Laser processing uses a focused laser beam as a heat source to impact a workpiece, melting metal or non-metallic materials and forming small holes, cuts, joints, cladding layers, and other processes. Essentially, laser processing is the interaction between laser light and non-transparent materials. From a microscopic perspective, this is a quantum process, while from a macroscopic perspective, it manifests as physical phenomena such as reflection, absorption, heating, melting, and vaporization.
Under irradiation with laser beams of varying power densities, the material surface undergoes various changes, including surface temperature rise, melting, vaporization, pore formation, and photoinduced plasma generation. Figure 1.1 illustrates the various physical changes that occur on the surface of metal materials under laser irradiation at different power densities.
When the laser power density is below 10⁴W/cm², the absorption of laser energy by the metal only results in a temperature increase on the surface, while the overall material remains in a solid phase. This power density range can be used for surface heat treatment, phase transformation hardening, or brazing of parts. When the laser power density is in the 10⁴-10⁶W/cm² range, a heat conduction heating effect occurs, causing surface melting of the material. This range is suitable for metal surface remelting, alloying, cladding, and heat conduction welding (such as high-speed thin-plate welding and precision spot welding).
When the laser power density reaches 10⁶W/cm², the temperature at the center of the laser heat source on the material surface reaches the boiling point of the metal, causing the metal to form plasma vapor and undergo rapid vaporization. Under the influence of the vaporization expansion pressure, the liquid metal surface deflects downward, forming a deep-penetrating pore. Simultaneously, the metal vapor is ionized by the laser beam, generating photoinduced plasma. This power density range is primarily suitable for processing operations such as deep-penetration laser welding, cutting, and drilling.
When the laser power density exceeds 10⁷W/cm², the photoinduced plasma propagates in the direction opposite to the incident laser beam, forming a plasma cloud, which can shield the laser light. This stage is suitable for using pulsed lasers for processes such as drilling and impact hardening.

Early laser processing technology, due to its low power, was primarily used for small hole drilling and micro-welding. Since the 1970s, with the advent of high-power CO₂ lasers and high-repetition-rate yttrium aluminum garnet (YAG) lasers, and the deepening research into laser processing mechanisms and processes, laser processing technology has made significant progress, expanding its scope of application. Multi-kilowatt laser processing equipment has been used for high-speed cutting, deep-penetration welding, and surface treatment of various materials. The introduction of various specialized laser processing equipment, combined with technologies such as optoelectronic tracking, computer numerical control, and robotics, has significantly improved the automation level and usability of laser processing.

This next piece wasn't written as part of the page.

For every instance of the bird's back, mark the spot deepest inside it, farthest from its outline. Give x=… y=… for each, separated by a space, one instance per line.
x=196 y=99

Laser can be understood as the process of converting raw energy—such as electrical, chemical, thermal, optical, or nuclear energy—into a beam of electromagnetic radiation at a specific optical frequency (ultraviolet, visible, or infrared). This energy conversion is easily achieved in some solid, liquid, or gaseous media. When atoms or molecules in these media are excited, they produce a beam of light with nearly identical phase and a near-single wavelength, known as laser light. Due to the co-phase and single wavelength characteristics of laser light, its divergence angle is extremely small, allowing it to travel over long distances before being highly focused for welding, cutting, cladding, and other applications.
Laser processing equipment consists of four core components: a laser, an optical system, a mechanical system, and a control and detection system. The high-intensity laser beam emitted by the laser is focused by a lens and then applied to the workpiece surface. The power density at the focus can reach 10⁶ to 10¹²W/cm² (corresponding to temperatures exceeding 10,000°C). This energy instantly melts and vaporizes any material. Laser processing utilizes the thermal effect of this light energy to perform operations such as welding, drilling, and cutting. Currently, the lasers commonly used in processing are YAG solid-state lasers and CO₂ gas lasers. CO₂ lasers are widely used in laser processing due to their simple structure, high output power, and high energy conversion efficiency.